The dead have literally all the time in the world, so I suspect that saving time isn't high on their list of priorities.
That's a ... (Score:2)
... special waste of energy.
I do not wish people I know now to waste what precious life they have on artificial commentary from an account I once owned (not logged in for decade or more now).
I behaved differently in that account anyway due to the audience. That'd not represent me now anyhow.
Please, nobody should was energy on either side of this.
Will probably count it as an active account too (Score:2)
As Meta's user base "ages out", this seems more like a tactic to keep the "active user count" up. Don't let my death stop you from counting me as part of your subscriber numbers to investors.
They already generate friend requests (Score:2)
for the living, why not also extend this to dead people. And really, it keeps people on the platform, who wouldn't want their dead grandma to like their post?
Should be illegal. (Score:2)
Let's Take This to the Logical Conclusion (Score:3)

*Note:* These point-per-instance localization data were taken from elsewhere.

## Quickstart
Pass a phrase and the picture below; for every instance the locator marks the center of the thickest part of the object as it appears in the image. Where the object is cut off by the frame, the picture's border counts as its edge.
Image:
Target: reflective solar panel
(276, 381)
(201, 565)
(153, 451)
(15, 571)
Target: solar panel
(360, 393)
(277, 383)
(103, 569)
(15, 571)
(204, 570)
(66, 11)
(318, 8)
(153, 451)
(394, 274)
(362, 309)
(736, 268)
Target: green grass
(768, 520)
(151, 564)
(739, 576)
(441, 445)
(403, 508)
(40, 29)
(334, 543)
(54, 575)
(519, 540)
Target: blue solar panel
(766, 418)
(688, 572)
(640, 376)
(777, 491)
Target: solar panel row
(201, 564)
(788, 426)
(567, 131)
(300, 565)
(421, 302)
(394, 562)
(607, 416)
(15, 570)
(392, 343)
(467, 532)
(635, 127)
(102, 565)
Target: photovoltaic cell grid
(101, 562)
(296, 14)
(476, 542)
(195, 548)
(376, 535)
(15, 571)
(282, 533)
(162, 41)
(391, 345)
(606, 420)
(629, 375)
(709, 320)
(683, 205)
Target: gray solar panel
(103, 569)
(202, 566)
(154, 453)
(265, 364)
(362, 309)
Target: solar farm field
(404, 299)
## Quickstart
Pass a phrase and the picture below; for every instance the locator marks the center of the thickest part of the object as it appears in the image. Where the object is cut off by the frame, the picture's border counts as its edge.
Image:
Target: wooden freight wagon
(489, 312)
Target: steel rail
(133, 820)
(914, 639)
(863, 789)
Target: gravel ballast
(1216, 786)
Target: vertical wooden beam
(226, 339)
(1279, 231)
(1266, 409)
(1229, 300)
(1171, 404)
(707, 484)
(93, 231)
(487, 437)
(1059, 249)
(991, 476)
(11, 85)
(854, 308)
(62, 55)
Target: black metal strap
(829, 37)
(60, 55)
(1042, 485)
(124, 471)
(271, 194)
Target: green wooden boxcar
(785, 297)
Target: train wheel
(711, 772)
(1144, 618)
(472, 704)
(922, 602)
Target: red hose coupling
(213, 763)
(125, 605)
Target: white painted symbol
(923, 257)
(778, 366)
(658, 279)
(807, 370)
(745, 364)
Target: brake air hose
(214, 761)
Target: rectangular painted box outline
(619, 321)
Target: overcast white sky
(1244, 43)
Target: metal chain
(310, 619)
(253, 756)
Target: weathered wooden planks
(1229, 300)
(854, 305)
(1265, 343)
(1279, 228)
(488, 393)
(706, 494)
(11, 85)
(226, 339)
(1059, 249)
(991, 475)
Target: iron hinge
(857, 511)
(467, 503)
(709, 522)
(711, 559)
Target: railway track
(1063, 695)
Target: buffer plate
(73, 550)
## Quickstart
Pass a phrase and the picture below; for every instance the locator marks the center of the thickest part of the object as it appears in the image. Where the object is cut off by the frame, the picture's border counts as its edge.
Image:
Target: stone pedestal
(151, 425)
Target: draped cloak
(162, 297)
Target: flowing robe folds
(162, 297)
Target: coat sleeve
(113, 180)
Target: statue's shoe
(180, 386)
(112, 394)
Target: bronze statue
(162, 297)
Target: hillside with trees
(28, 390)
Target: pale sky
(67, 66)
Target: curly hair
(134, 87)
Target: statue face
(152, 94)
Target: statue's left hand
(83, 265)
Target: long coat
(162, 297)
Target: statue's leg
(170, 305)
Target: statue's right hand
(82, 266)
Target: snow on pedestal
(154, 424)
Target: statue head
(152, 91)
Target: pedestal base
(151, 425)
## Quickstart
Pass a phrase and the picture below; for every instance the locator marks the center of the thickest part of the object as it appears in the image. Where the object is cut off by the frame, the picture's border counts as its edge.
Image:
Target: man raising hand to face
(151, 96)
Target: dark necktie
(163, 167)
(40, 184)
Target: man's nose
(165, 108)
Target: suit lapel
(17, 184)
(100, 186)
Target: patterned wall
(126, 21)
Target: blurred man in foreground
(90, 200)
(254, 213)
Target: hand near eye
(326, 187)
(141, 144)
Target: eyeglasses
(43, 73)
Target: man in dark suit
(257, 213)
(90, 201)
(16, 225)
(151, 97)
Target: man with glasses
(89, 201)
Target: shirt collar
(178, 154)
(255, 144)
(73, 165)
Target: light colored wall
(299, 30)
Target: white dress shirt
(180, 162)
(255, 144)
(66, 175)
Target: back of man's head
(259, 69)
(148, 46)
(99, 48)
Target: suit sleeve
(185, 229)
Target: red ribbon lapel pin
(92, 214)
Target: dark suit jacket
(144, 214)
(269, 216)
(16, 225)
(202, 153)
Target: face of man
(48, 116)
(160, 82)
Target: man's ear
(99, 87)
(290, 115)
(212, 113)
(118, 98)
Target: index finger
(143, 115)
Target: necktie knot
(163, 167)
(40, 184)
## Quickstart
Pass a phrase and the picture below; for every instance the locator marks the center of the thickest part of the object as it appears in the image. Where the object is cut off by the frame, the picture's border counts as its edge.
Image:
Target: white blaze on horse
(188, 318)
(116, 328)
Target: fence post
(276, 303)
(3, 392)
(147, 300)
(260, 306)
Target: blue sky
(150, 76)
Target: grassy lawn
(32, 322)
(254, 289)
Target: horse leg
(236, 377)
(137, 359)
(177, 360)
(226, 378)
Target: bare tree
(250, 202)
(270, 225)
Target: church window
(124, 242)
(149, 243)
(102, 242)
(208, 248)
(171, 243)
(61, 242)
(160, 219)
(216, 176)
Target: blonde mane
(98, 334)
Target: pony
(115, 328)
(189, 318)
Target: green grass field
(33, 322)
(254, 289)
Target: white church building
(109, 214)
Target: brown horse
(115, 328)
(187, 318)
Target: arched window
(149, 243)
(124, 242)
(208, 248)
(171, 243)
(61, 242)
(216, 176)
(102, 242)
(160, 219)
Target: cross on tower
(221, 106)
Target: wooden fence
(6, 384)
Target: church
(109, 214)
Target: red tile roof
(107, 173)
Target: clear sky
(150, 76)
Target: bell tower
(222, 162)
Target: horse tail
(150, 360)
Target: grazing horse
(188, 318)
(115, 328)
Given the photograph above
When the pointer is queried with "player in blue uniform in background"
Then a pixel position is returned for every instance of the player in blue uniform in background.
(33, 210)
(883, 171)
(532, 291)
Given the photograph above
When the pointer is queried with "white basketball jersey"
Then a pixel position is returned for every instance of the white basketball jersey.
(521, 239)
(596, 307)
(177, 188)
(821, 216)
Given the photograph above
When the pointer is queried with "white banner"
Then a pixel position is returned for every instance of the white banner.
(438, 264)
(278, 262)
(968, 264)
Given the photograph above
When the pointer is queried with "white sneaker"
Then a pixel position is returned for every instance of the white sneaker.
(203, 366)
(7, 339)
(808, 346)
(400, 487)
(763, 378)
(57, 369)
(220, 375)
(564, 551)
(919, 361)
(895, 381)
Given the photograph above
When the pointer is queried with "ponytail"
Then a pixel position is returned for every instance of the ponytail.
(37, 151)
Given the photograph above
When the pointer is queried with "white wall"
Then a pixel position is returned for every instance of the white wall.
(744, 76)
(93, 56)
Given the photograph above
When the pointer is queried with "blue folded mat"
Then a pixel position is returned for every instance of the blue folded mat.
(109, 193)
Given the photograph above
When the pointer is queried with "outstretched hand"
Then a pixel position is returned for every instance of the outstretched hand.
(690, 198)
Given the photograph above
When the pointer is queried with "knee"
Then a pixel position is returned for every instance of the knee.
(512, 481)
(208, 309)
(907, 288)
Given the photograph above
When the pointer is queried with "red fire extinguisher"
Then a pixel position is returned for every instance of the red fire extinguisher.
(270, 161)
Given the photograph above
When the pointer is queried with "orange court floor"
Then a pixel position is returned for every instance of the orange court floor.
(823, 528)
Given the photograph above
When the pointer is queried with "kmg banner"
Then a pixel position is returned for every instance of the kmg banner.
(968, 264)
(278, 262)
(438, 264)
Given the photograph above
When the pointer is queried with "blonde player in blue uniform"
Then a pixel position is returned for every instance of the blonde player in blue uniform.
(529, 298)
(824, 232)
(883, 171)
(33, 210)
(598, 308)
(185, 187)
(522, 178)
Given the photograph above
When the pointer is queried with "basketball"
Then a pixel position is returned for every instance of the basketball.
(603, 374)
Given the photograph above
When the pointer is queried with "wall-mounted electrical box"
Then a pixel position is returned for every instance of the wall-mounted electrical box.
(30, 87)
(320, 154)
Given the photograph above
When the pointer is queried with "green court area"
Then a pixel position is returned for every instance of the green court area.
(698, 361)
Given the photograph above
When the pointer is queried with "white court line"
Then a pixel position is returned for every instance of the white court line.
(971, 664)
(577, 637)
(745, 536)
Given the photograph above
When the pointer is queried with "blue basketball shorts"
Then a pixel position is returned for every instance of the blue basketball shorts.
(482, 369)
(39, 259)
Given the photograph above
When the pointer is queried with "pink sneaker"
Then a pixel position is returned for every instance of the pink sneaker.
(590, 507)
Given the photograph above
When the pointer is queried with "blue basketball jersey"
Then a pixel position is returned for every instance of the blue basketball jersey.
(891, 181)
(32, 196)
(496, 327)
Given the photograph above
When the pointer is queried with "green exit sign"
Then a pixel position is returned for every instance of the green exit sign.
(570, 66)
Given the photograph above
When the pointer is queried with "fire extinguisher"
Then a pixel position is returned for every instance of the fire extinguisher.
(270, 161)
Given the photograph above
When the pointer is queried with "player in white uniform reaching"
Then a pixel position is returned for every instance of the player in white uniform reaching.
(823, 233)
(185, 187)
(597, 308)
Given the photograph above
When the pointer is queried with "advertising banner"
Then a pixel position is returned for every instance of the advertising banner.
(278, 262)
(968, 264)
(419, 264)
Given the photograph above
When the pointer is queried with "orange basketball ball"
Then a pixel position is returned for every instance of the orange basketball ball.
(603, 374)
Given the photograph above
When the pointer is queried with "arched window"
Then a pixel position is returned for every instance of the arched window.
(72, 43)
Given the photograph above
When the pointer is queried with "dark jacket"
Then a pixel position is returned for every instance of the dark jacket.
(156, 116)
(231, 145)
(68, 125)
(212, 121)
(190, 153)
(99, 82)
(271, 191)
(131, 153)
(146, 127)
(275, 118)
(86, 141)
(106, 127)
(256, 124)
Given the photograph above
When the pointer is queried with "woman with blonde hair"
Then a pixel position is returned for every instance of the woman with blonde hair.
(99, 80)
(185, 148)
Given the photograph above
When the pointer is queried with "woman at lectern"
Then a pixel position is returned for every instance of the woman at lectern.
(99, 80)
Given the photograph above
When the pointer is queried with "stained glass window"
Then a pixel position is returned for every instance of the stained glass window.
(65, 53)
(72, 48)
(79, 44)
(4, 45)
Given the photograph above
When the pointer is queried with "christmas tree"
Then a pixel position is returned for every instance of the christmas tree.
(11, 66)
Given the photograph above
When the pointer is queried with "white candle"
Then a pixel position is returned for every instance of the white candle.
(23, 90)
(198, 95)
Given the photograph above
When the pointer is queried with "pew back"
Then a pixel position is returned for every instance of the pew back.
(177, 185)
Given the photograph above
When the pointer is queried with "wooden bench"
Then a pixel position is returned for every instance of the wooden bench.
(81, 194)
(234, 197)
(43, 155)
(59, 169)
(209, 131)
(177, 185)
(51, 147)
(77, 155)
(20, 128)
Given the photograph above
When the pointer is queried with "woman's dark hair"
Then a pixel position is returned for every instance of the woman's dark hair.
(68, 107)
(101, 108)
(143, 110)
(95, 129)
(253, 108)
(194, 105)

If only AI chatbots are conversing and posting to one another, who's actually going to see the ads, mmm? And who will pay for ads that aren't seen by human beings?
Nice (Score:2)
Can't wait to see lawsuits from widows being friended by their dead husbands on FB.
I see dead people all the time (Score:2)
...on Facebook.
Publicity rights (Score:2)
Maybe I should start running my own pet robot Zuckerberg. He'd totally not mind at all, right?
You can patent stuff this obvious? (Score:3)
That just shows the patent system is utterly broken.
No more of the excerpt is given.